The Loneliness of OCD
I get a lot of comments on my blog. One recurring theme is that obsessive-compulsive disorder is often accompanied by feelings of intense loneliness. Those with OCD typically realize how bizarre their symptoms might seem to others and would feel humiliated if they were to be “found out.” So they do everything in their power to hide their disorder.
The flip side of this, of course, is that if nobody knows what you are going through, then you have no support system. There is not one person who can encourage you to get help or advocate for you. OCD can be such a lonely illness.
Such a lonely illness. Those words pierce right through me. Thinking back to when my son Dan’s OCD was severe, especially before he received proper treatment, I know he felt incredibly alone. How could anyone possibly understand or relate to what was happening to him?
In this article by Dr. Jeff Szymanski, he explains how even those with OCD often have trouble relating to others with the disorder:
Even in a facility dedicated to individuals with OCD, they would stare at each other in astonishment as they explained their behaviors to each other: “You do WHAT? Don’t you know that is crazy?” I get that it is hard to understand what someone with OCD actually goes through — even people with OCD have a hard time being empathetic with each other!
It is not only those of us without OCD who have a hard time making sense of the disorder. It can even be difficult for those who have OCD to understand somebody else’s unique obsessions and compulsions. More loneliness.

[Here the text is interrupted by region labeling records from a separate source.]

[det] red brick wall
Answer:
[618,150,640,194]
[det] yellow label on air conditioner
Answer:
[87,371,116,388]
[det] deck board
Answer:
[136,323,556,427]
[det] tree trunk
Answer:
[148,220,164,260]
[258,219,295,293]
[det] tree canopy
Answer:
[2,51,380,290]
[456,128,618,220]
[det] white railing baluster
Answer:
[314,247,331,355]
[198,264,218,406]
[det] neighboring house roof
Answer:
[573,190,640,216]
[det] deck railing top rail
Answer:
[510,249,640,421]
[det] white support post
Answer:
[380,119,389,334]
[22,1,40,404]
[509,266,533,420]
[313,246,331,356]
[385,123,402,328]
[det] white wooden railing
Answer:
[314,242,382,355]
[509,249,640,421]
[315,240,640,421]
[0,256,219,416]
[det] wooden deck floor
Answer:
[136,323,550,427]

Loneliness is one of the reasons why I feel it is so important to keep connecting and sharing through writing, blogging, speaking, and gathering together. While there is invaluable information disseminated through the organized presentations at OCD conferences, I think the personal connections attendees make are even more beneficial. I have overheard conversations such as: “Oh, you’re kidding me, I do that too,” and “You’re the only other person I’ve ever met who…” The first-person OCD blogs I follow are filled with similar comments. These are ways we can all feel a little less lonely.
As you might have guessed, I’m not just referring to those with OCD here. I’m also talking about their families and friends — those who love someone with OCD. I’m talking about me. When I had no understanding of what was happening to Dan and no idea where to turn for assistance, I felt lost, alone and lonely.

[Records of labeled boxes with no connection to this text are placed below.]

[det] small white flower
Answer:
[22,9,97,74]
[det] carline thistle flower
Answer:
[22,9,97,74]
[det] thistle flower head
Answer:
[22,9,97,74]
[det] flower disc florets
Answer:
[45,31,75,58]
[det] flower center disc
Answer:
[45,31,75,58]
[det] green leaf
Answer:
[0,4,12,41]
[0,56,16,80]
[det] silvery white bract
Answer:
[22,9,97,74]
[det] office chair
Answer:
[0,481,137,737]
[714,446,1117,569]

It was a difficult journey to Dan’s recovery, but I know now that I am not alone, and Dan is not alone either. Having obsessive-compulsive disorder is hard enough without the feelings of isolation that come with it. So let’s keep talking and blogging and coming together. OCD can be a tormenting, disabling disorder, and nobody should have to deal with it alone. There is no legitimate reason not to ask for help. And if we all unite against the tyrant that is OCD, we have a better chance of not only ending the loneliness, but also beating the disorder.